Ministers revealed that the package also includes a number of non-pay commitments to “enhance staff wellbeing” and said negotiations on that aspect of the offer will continue next week.
The GMB announced that planned industrial action has been suspended to allow for further negotiations with the Welsh government. It revealed that Welsh ministers had confirmed that negotiations on pay for 23/24 will begin “almost immediately”.
The union’s Welsh NHS lead Nathan Holman said: “After intense negotiations, GMB has agreed to suspend strike action while further talks take place.
“We recognise that the Welsh government and Welsh ambulance have made concessions and, through social partnership, we appreciate the frank and open dialogue with them over the last few months.
“This has only been made possible because the Welsh government has been prepared to talk about pay – a lesson for those in charge on the other side of the Severn Bridge.

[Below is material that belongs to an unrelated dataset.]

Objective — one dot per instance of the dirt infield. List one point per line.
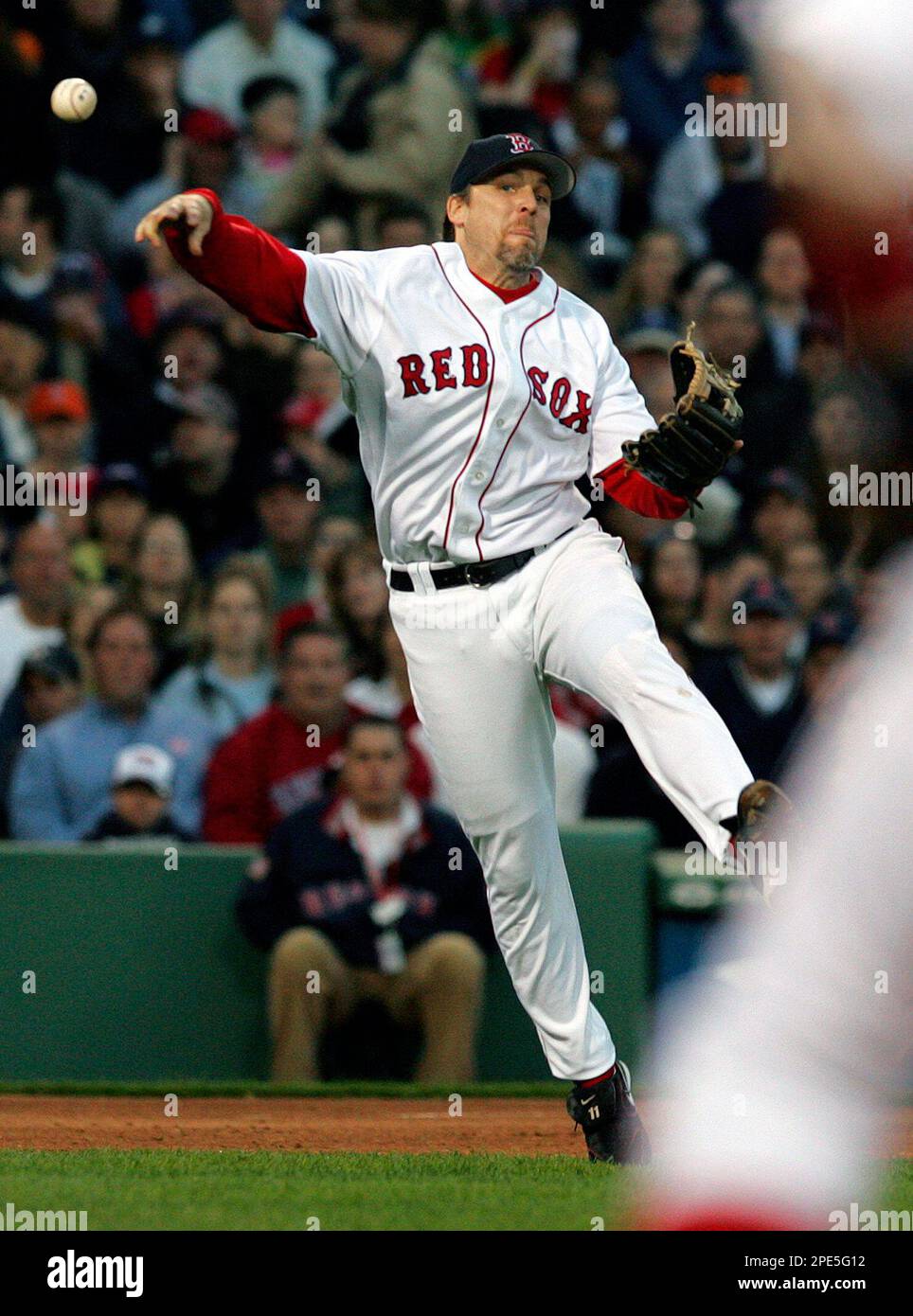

We are a member-led union, ultimately they will decide.”
The RCN also announced it was calling off strike action in Wales following the pay offer. The union said it would put the revised offer to members within days.
Commenting on the decision, RCN general secretary Pat Cullen said: “If the other governments can negotiate and find more money for this year, the Prime Minister can do the same. Rishi Sunak has no place left to hide. His unwillingness to help nursing is being exposed as a personal choice, not an economic necessity.”
The union leader added: “We are making good on our commitment to cancel strikes when ministers negotiate and make pay offers to our members. First in Scotland, and now in Wales too.
“If the Prime Minister decides to leave England’s nurses as the lowest paid in the UK, he must expect this strike to continue. He can still turn things around before Monday – start talking seriously and the strikes are off.”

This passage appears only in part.